Begun in 2019 and intended to update the state's 2001 wolf plan, the most recent missive was eagerly awaited by a varied crowd of stakeholders, not least those most affected by Minnesota's growing gray wolf population, now estimated to number about 2,700.
Professional in tone and substance, the new plan accomplishes at least one of its goals: to document the sociology that surrounds management of Minnesota gray wolves.
Nearly everyone, it seems, has an opinion about wolves and how they should be managed, with the most vocal and politically strident among these contingents advising, and in some cases demanding, that wolves be neither hunted nor trapped.
The Center for Biological Diversity, headquartered in Tucson, Ariz., is at the head of this list.

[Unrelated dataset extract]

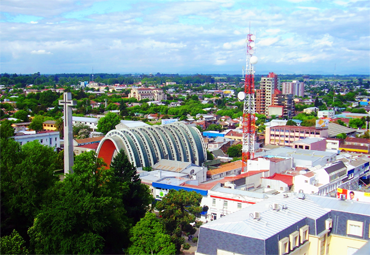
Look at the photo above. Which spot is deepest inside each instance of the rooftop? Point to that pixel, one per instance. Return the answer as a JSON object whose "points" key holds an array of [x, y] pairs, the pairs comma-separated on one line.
{"points": [[226, 167]]}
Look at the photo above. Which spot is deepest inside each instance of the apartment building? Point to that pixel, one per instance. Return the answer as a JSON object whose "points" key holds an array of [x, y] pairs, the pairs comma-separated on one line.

But there are others, and the DNR's latest wolf plan acknowledges as much, saying, essentially, that as Minnesota becomes more urbanized and increasing numbers of people get their notions about wild critters from television and the internet, the Disneyesque practice of anthropomorphizing wildlife will become more widespread.
Word had leaked from the DNR a year or more ago that whatever the new wolf plan would say, it wouldn't be definitive on whether hunting and trapping should again be allowed in Minnesota.
Prompted by wolves' delisting from the Endangered Species Act, regulated seasons allowing hunting and trapping of wolves in Minnesota were held most recently in 2012-2014. The state's wolf population before and after the seasons was essentially unchanged, if not a little larger within a year or two afterward.